Hukum dalam Perspektif Austin dan Hart


Hukum dalam Perspektif Austin dan Hart
Oleh: Steve Agusta
Tgl Muat 23 February 2011
Sumber dan diunduh dari:

Pengantar
Setelah mengikuti kuliah selama kurang lebih satu semester tentang filsafat hukum, khusus membahas pandangan Austin dan Hart soal pendekatan mereka terhadap hukum , saya tertarik untuk mendalami lebih lanjut pandangan kedua tokoh tersebut. Secara khusus, melalui tulisan singkat ini saya mau mengemukakan pemahaman atau pengertian saya mengenai pendekatan hukum yang dikemukakan oleh kedua tokoh ini. Pertama-tama saya kemukakan pandangan atau model pendekatan hukum yang dikemukakan oleh Austin, kemudian bagaimana tanggapan Hart mengenai konsep hukum yang dikemukakan oleh Austin ini. Lalu pada bagian berikut, saya mengemukakan pandangan Hart sendiri tentang hukum dan bagaimana Joseph Raz mengajukan kritik atas pandangan Hart ini. Pada bagian akhir saya juga sedikit mengemukakan pandangan saya sendiri atas dua model pendekatan ini dan segi manakah dari hukum itu sendiri yang sebenarnya menjadi titik fokus saya sendiri.

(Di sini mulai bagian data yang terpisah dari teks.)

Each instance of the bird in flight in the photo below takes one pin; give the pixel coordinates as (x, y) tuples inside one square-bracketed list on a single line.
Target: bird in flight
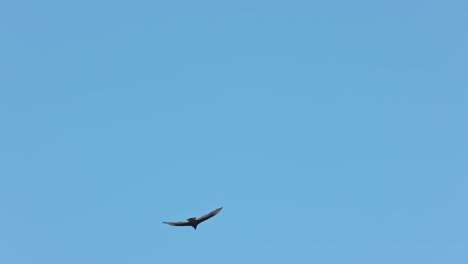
[(193, 221)]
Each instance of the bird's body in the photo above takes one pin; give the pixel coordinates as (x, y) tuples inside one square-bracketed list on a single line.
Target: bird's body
[(193, 221)]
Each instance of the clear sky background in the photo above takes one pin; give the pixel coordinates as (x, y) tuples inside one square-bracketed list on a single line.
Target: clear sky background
[(330, 131)]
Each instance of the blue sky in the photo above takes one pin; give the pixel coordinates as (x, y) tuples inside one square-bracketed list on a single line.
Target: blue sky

A. Konsep Hukum dalam Perspektif John Austin
1. Latar Belakang Pemikiran Austin
Teori hukum positif yang dikemukakan oleh Austin ini diperkirakan diinspirasi oleh pendekatan positif Kaisar Justinianus I terhadap hokum. Kaisar Justinianus I adalah seorang kaisar yang memerintah kekaisaran Romawi pada 527-565 M. kaisar ini menjadi terkenal oleh karena kemampuannya mensistemtisasi hokum Romawi dalam dua tahap, yakni: Codex Iustinianum I (528 M) dan Codex Iustinianum II (534 M).

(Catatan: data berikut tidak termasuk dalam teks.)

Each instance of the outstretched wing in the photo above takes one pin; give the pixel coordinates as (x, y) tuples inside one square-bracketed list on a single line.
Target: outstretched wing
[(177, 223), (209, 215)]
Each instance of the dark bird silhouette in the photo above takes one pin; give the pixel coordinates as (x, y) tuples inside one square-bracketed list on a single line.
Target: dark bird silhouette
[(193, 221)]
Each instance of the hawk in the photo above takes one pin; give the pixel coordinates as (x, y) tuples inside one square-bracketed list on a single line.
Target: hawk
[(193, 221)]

Kaisar Justinianus adalah seorang kaisar yang sangat cerdas, lebih dari penguasa-penguasa Romawi lain pada masa itu. Dalam sejarah hokum, Codex Iustinianum diterima sebagai cikal bakal dari berbagai kitab hokum. Berkaitan dengan konsep hokum, ia terkenal dengan sbuah ungkapannya demikian: apa yang menyenangkan Pangeran memiliki kekuatan hokum. Artinya, hokum adalah apa yang dikehendaki oleh penguasa politik. Dengan kata lain, sebuah peraturan memiliki kekuatan hokum apabila merupakan pengungkapan atau sesuai dengan keinginan penguasa yang berdaulat.

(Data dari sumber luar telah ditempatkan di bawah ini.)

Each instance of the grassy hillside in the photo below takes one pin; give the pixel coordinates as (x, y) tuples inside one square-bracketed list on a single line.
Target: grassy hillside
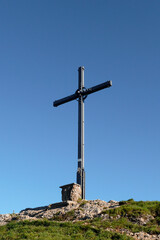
[(131, 217)]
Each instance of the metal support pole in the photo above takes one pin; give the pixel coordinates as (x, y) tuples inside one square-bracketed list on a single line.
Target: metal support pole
[(80, 171)]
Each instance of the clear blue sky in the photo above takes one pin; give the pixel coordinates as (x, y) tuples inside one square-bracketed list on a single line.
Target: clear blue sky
[(42, 44)]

Dalam terminology modern, apapun yang diberikan oleh badan pembuat hokum dengan sendirinya harus dapat diterima sebagai hokum universal yang berlaku dalam masyarrakat, menjangkau setiap orang tanpa kecuali. Tesis inilah yang menjadi pegangan bagi para penganut positivisme hukum modern. Dalam semangat dan iklim positivism inilah John Austin memperkenalkan teori hukumnya. Maka, dapat diperkirakan bahwa dasar pemikiran Kaisar Justinianum inilah yang menjadi latar belakang pemikiran John Austin tentang positivisme hukum.
2. Dua Dimensi Hukum
John Austin adalah seorang alhi filsafat hukum Inggris. John Austin secara umum diakui sebagai ahli hukum pertama yang memperkenalkan positivisme hukum sebagai sistem. Pemikiran pokok John Austin tentang positivisme hokum ini tertuang dalam bukunya yang berjudul The Province of Jurisprudence Determined (1832). Austin menjelaskan bahwa filsafat hukum memiliki dua tugas penting yang berkaitan dengan dua dimensi dari hukum yakni: yurisprudensi analitis dan yurisprudensi normatif.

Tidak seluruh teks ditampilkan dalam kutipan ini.